In July of 2020, European leaders met in Brussels for a five-day summit, where they agreed to spend 500 billion euros ($572 billion) to fight climate change. This represents more than two thirds of the $857 billion that they agreed to spend to counteract the economic contraction caused by the pandemic. Europe has already pledged to become the world’s first carbon-neutral continent by 2050, a goal that European countries are willing to spend money to attain. It still falls upon the leaders of the individual European countries to come up with the money and make sure that it isn’t wasted, but the pledge alone is an important signal that Europe takes the threat of climate change seriously and is willing to address it even in the middle of a pandemic.

America’s Response

While the pandemic has spurred European leaders into action, America’s response to the pandemic has completely ignored climate change. Instead, the money that Congress has allocated for relief has been wasted on PPP loans to billionaires, country clubs, and even Kanye West. In August of 2020, Congress adjourned after failing to agree on an extension of emergency unemployment benefits. There has been no discussion in congress about any investments in renewable energy and the political debates in the United States are limited only to discussions about immediate relief.

The Global Response

When China looks at the two responses to the pandemic, they see Europe preparing urgently for the future by investing in green energy, energy efficiency, and zero-emissions cars. They see European leaders who are cognizant of the much better return on investment that renewable energy provides compared with fossil fuels. Meanwhile, the United States has used the pandemic as an excuse to put climate change on the backburner. Our inaction now will only set us even further behind as Europe and China race ahead to build the renewable energy infrastructure that America should be building today.
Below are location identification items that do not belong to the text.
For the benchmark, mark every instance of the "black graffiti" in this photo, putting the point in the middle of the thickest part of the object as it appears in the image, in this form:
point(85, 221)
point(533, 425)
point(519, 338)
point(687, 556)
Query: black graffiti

Europe alone cannot stop climate change. The hundreds of billions of dollars, while absolutely critical to the fight against climate change, pale in comparison to what America could and should contribute if it took the challenge seriously. Over the past decade, the entire European continent has been responsible for approximately 12% of the total global Carbon dioxide emissions. The United States alone contributes about 15% of the global emissions, making the U.S. second largest carbon dioxide emitting country in the world (China comes in first at 28%). Without serious commitment and leadership from the U.S., Europe’s efforts will barely make a dent in the global warming crisis.